The stock market was trading relatively flat on Tuesday morning, but Medical Properties Trust (NYSE: MPW) was a major underperformer. As of 11:45 a.m. ET, the real estate investment trust (REIT) had lost more than 4% following a sharp decline on Monday.
Tuesday’s downward move appears to be a continuation of the fallout from Medical Properties Trusts’ long-anticipated dividend cut and other recent negative news.
On Friday, The Wall Street Journal reported that Medical Properties Trust’s deal to provide financial support to one of its struggling tenants had been put on hold in July by a California regulator — news which wasn’t previously disclosed to investors. If the deal is ultimately blocked by the regulator, that would deal a financial blow to an already delicate Medical Properties Trust. Company management pushed back and said that the hold was standard and expected, and that the deal is still expected to close.

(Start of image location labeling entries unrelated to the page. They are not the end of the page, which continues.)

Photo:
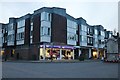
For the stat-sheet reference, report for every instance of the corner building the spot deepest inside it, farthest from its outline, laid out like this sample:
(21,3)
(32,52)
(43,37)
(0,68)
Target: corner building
(51,31)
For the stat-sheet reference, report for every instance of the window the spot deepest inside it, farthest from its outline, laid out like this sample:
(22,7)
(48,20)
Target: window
(102,33)
(72,36)
(10,27)
(10,38)
(45,31)
(83,38)
(20,36)
(83,28)
(95,31)
(45,16)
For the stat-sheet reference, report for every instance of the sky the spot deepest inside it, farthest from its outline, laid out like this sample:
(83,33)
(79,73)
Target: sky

Then on Monday, Medical Properties Trust made a move that had been widely expected by investors for some time — it slashed its dividend nearly in half. The company said that it would explore options to pay down debt (a lingering problem), including selling some of its properties.

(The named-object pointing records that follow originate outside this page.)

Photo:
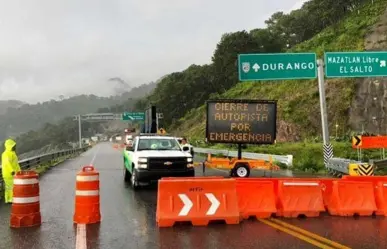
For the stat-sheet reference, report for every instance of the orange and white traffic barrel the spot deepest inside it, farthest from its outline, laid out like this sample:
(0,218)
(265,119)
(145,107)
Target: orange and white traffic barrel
(87,207)
(25,210)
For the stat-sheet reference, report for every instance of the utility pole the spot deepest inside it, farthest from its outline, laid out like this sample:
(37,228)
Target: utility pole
(80,131)
(327,146)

For one thing, it’s important to note that even after the dividend cut, at the current share price, Medical Properties Trust still has a dividend yield of nearly 9%. While the company still has some work to do to get back on solid financial footing, the payout cut was certainly a prudent move, and if management can successfully complete the deal with its tenant and reduce its leverage, the healthcare REIT could have a bright future.